À ce jour, plus de 10 000 Nigérians ont utilisé notre application, et nous les classons dans trois catégories pour nous assurer de leur offrir un service optimal.

Utilisateurs occasionnels

Ce sont des utilisateurs qui veulent obtenir des informations simplement et rapidement. Ils veulent se faire une idée générale des données, pas étudier des statistiques détaillées. Nous communiquons avec eux par le biais de tweets ou de graphiques interactifs.

Utilisateurs actifs

Ce sont les utilisateurs qui alimentent le débat et qui utilisent les données pour améliorer leurs connaissances sur un sujet particulier ou remettre des hypothèses en question. Nous voulons leur offrir des mécanismes de feedback et la possibilité de partager leurs découvertes via les réseaux sociaux.

Consommateurs de données

Ces utilisateurs veulent des données brutes pour créer des visualisations ou réaliser des analyses. Nous leur fournissons les données à ces fins.

Avec BudgIT, notre engagement utilisateur consiste en trois points.

Stimuler la discussion autour des tendances actuelles

BudgIT suit les discussions en ligne et hors ligne et cherche à fournir des données sur les sujets abordés. Par exemple, pendant les grèves du carburant en janvier 2012, une agitation constante régnait parmi les manifestants qui souhaitaient le rétablissement des subventions à la pompe et la réduction des dépenses publiques inutiles et extravagantes. BudgIT a suivi la discussion sur les réseaux sociaux et, en seulement 36 heures, a développé une application pour permettre aux citoyens de réorganiser le budget nigérian.

Offrir de bons mécanismes de feedback

Nous interagissons avec les utilisateurs par le biais de canaux de discussion et de réseaux sociaux. Beaucoup d’utilisateurs veulent savoir quelles histoires se cachent dans les données et nous demandent notre avis. Nous nous assurons que nos réponses se bornent à expliquer les faits et ne soient pas orientées par nos opinions personnelles ou politiques. Nous devons offrir des mécanismes de feedback, répondre activement aux commentaires et engager les utilisateurs de manière créative pour entretenir une communauté autour des données.

Rester local

Pour les bases de données ciblant un groupe d’utilisateurs particulier, BudgIT s’attache à localiser son contenu et à promouvoir un canal de discussion qui réponde aux besoins et aux intérêts de ce groupe. Nous nous intéressons notamment aux moyens de communiquer avec les utilisateurs sur les sujets qui les touchent par SMS.
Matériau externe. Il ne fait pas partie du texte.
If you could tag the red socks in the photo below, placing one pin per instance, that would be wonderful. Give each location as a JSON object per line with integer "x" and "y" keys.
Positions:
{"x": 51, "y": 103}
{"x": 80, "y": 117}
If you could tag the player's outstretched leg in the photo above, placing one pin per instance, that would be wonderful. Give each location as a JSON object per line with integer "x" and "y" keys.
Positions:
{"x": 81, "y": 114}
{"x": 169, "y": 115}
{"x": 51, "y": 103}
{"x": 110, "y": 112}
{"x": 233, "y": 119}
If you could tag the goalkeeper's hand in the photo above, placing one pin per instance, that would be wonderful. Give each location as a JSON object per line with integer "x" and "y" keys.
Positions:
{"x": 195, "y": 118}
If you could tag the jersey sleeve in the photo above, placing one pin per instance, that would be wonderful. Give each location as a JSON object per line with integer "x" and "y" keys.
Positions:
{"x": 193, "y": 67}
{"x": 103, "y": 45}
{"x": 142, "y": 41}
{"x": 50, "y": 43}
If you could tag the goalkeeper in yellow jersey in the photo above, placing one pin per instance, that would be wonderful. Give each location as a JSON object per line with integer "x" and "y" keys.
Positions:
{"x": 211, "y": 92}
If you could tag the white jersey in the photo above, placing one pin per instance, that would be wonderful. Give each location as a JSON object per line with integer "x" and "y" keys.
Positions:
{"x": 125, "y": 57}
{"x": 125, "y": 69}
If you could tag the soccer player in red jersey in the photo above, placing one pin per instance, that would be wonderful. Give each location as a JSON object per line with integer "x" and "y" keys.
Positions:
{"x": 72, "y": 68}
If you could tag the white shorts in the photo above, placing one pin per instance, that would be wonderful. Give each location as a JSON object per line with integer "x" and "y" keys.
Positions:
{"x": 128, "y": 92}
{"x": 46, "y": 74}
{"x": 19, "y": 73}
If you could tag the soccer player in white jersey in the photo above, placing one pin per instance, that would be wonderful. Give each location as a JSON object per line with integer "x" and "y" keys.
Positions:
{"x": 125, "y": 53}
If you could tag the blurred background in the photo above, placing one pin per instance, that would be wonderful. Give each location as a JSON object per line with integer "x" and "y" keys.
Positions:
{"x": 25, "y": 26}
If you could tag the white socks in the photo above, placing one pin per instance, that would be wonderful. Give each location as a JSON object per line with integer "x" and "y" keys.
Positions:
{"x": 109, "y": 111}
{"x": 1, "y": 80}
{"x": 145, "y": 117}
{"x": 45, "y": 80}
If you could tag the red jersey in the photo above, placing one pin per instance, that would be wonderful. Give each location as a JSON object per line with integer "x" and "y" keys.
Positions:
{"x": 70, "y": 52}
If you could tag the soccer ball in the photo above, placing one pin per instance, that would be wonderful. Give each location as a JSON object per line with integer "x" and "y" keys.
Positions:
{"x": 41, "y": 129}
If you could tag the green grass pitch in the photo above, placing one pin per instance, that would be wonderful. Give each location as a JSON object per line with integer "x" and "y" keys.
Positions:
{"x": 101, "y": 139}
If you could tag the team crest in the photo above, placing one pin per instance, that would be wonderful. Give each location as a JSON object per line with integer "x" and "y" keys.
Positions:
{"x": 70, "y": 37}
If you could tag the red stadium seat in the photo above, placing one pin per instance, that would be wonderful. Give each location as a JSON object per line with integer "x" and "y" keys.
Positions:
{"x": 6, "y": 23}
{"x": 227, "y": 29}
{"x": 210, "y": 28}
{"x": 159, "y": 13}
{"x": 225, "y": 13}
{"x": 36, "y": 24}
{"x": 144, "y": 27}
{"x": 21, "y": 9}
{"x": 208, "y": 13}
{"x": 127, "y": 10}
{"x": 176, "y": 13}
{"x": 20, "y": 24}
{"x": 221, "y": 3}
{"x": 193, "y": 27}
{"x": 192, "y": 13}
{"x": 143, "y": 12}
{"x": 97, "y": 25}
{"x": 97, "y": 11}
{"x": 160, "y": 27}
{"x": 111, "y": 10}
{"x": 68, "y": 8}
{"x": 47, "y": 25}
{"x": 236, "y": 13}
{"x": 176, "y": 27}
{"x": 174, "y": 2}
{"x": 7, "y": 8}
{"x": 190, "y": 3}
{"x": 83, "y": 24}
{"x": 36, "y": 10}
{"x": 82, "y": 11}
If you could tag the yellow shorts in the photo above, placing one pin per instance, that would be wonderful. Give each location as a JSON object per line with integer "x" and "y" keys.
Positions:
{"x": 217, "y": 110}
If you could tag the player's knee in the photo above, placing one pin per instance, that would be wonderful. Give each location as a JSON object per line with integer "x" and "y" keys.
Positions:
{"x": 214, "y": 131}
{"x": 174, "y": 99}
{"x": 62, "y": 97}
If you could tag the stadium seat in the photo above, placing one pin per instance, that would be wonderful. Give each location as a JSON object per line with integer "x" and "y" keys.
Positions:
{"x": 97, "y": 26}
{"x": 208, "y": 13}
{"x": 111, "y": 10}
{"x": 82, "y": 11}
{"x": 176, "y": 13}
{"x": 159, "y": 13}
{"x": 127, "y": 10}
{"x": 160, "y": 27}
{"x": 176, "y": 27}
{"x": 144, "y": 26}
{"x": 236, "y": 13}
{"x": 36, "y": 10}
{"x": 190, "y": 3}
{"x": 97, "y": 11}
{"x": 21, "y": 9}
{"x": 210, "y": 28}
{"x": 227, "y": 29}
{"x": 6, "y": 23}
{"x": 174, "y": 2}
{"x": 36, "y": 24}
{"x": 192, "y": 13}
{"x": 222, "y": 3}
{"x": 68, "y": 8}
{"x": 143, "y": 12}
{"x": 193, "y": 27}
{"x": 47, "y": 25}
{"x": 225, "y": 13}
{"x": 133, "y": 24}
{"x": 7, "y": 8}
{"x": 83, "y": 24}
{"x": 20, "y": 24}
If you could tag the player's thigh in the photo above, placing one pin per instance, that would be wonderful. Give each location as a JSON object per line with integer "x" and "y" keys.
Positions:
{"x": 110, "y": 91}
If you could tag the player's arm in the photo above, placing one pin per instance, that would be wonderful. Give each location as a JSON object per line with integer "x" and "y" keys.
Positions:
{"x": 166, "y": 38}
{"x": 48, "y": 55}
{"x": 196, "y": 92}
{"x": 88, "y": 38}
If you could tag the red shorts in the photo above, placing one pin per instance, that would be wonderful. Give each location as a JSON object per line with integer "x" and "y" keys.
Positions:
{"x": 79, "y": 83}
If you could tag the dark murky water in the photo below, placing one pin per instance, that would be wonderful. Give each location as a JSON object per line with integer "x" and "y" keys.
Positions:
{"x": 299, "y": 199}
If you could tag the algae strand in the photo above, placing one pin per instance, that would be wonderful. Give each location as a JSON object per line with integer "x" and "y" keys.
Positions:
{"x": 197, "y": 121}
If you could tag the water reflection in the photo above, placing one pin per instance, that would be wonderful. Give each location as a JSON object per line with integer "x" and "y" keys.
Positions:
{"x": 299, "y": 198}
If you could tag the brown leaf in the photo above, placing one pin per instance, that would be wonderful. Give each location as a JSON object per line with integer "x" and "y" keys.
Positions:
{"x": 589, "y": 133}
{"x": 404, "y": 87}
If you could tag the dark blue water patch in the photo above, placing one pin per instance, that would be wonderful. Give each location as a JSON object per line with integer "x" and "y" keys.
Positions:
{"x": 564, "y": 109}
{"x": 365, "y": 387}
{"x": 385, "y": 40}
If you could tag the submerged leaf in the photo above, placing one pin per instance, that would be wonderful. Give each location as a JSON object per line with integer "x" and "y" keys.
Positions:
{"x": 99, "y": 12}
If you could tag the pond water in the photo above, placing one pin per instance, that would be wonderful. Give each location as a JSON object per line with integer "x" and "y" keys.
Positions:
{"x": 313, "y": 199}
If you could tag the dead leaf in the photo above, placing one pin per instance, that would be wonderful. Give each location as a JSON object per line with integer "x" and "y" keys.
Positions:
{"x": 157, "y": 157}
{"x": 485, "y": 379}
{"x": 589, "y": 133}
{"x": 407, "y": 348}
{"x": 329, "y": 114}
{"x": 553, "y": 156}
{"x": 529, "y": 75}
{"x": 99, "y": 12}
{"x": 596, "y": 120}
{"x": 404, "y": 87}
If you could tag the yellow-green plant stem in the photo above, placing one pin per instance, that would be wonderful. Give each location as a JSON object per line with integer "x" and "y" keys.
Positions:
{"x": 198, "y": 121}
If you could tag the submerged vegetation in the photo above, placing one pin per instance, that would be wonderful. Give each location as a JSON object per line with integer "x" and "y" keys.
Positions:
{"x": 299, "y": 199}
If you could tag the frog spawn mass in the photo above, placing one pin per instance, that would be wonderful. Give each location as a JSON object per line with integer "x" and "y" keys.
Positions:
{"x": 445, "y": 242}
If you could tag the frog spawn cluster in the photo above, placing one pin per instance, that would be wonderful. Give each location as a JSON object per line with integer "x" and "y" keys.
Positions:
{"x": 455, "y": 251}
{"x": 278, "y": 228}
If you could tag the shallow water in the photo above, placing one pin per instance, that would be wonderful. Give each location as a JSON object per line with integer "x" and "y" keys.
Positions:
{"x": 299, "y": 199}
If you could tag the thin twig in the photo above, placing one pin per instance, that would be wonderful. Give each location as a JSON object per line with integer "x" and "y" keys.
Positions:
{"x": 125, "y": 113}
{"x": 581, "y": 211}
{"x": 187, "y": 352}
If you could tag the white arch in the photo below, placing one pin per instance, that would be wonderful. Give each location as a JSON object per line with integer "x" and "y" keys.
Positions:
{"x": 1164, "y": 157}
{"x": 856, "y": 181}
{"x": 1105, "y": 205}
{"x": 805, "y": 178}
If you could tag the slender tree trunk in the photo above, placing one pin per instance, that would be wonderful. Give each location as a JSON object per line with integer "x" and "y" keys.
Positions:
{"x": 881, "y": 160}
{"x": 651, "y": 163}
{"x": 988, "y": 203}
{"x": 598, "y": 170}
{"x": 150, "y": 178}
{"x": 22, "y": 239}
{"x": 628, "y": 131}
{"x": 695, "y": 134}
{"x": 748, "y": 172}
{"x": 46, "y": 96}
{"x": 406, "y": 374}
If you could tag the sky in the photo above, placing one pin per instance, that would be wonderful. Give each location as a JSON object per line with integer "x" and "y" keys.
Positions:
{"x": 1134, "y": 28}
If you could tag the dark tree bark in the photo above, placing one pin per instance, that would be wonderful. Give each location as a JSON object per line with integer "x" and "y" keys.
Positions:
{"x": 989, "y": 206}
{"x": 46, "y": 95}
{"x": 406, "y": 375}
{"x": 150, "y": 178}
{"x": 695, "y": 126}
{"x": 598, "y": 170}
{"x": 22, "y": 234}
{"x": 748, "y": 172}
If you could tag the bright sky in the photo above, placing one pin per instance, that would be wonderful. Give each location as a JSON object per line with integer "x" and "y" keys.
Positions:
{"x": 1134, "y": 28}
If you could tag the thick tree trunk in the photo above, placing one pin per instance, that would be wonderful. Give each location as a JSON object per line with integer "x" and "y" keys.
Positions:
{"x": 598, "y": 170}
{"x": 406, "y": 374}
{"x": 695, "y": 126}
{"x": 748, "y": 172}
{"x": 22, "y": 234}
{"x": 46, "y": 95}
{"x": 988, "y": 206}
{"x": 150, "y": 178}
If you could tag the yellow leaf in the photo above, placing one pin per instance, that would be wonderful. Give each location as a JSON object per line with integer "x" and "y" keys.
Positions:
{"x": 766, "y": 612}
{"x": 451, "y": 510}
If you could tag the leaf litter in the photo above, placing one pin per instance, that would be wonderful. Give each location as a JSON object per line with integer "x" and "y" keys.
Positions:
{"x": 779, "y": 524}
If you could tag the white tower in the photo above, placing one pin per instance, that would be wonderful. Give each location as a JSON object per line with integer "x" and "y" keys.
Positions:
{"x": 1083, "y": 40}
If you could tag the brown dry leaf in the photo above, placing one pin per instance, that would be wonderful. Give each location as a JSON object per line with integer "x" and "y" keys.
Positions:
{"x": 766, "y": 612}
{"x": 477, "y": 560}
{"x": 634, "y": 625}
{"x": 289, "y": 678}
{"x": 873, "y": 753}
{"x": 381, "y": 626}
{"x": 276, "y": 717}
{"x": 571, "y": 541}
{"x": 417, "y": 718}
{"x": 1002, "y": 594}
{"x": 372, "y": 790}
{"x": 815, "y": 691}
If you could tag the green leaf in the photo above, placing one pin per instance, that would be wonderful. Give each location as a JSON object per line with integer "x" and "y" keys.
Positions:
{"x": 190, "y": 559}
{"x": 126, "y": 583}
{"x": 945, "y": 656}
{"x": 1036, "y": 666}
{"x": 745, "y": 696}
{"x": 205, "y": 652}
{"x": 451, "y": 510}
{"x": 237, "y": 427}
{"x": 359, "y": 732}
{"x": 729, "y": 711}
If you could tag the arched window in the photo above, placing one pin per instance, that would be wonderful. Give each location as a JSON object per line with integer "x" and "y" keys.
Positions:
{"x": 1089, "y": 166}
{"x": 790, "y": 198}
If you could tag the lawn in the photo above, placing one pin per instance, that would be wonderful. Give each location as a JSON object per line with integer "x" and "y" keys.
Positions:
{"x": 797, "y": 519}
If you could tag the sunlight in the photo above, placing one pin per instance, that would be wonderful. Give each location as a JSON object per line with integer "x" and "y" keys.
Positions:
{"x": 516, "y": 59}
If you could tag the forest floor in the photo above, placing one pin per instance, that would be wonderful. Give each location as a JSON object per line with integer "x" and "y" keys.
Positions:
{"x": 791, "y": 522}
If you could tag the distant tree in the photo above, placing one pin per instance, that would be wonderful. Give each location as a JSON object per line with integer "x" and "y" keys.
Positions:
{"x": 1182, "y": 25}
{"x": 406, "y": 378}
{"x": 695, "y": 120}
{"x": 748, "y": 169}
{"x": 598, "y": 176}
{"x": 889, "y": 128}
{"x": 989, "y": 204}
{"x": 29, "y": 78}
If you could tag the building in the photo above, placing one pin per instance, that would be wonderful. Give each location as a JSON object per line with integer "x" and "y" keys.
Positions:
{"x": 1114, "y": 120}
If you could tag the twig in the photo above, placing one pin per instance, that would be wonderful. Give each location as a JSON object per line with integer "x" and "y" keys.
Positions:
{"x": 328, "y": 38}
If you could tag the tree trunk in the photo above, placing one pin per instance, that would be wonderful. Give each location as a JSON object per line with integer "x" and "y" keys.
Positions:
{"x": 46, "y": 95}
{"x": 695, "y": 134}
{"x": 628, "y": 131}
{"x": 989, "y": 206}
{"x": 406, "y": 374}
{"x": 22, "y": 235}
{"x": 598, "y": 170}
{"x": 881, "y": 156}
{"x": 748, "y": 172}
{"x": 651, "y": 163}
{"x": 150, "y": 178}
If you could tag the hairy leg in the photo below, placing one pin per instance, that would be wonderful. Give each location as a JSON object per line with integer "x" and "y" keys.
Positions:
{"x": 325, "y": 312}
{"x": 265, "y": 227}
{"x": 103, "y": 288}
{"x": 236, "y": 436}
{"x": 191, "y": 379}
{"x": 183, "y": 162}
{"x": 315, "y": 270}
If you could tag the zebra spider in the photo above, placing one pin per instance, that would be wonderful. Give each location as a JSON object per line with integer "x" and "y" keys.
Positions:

Maintenant que nous avons publié les données des dépenses publiques sur youbudgit. com, nous nous efforçons d’atteindre tous les citoyens par l’intermédiaire de diverses ONG. Nous prévoyons également de développer une structure participative permettant aux citoyens et aux institutions gouvernementales de se réunir dans les mairies pour définir les priorités-clés du budget.

Ce projet a été couvert par des médias locaux et étrangers, de CP-Africa à la BBC. Nous avons entrepris une étude des budgets 2002-2011 du secteur de la sécurité pour une journaliste de l’AP, Yinka Ibukun. La plupart des médias sont des gros consommateurs de données et nous demandent des données à utiliser dans leurs reportages. Nous avons prévu d’autres collaborations avec des journalistes et des organisations médiatiques dans les mois à venir.